Donoso explica que «cuando una persona se expone a bajas temperaturas, los vasos sanguíneos se contraen para evitar la pérdida de calor. Esta respuesta puede elevar transitoriamente la presión arterial y aumentar el trabajo que debe realizar el corazón».
El invierno aumenta los riesgos
El problema no es solo el frío. Durante esta época también circulan con mayor intensidad virus respiratorios como influenza, virus respiratorio sincicial (VRS) y COVID-19, infecciones que pueden agravar enfermedades preexistentes.
En las personas con diabetes, además, suelen producirse cambios de hábitos.
«Durante el invierno disminuye la actividad física, cambian las rutinas de alimentación y las infecciones respiratorias pueden elevar los niveles de glucosa, dificultando el control metabólico», explica Donoso.
En quienes padecen asma o Enfermedad Pulmonar Obstructiva Crónica (EPOC), el aire frío y seco puede desencadenar crisis respiratorias antes incluso de desarrollar una infección.
Errores que aumentan el riesgo
La especialista advierte que cada invierno se repiten conductas que favorecen las descompensaciones.
Entre las más frecuentes están:
- Suspender medicamentos porque «se sienten bien».
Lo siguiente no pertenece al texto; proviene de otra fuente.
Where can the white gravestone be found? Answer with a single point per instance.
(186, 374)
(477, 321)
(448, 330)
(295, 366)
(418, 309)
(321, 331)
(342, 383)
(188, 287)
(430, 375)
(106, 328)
- Automedicarse con descongestionantes o antiinflamatorios que pueden alterar la presión arterial o la glicemia.
- Postergar controles médicos debido al frío o la lluvia.
- Reducir la actividad física durante semanas.
- Descuidar la alimentación.
«La adherencia al tratamiento es precisamente lo que mantiene controlada la enfermedad. Nunca se deben suspender medicamentos sin indicación médica», enfatiza la experta.
Finalmente, para disminuir el riesgo de complicaciones, la Patricia Donoso recomienda:
- Mantener los tratamientos médicos.
- No suspender los controles de salud.
- Controlar regularmente la presión arterial o la glicemia.
- Mantener al día las vacunas contra influenza, COVID-19 y neumococo.
- Abrigarse por capas y proteger cabeza, cuello, manos y pies.
- Evitar cambios bruscos de temperatura.
- Continuar realizando actividad física en lugares protegidos.
- Mantener una alimentación saludable, reduciendo sal y azúcares.
- Hidratarse adecuadamente.
- Ventilar diariamente los espacios cerrados.
- En personas con diabetes, revisar diariamente el estado de los pies y evitar el contacto directo con fuentes de calor.
- Mantener una reserva suficiente de medicamentos para enfrentar temporales o dificultades de desplazamiento.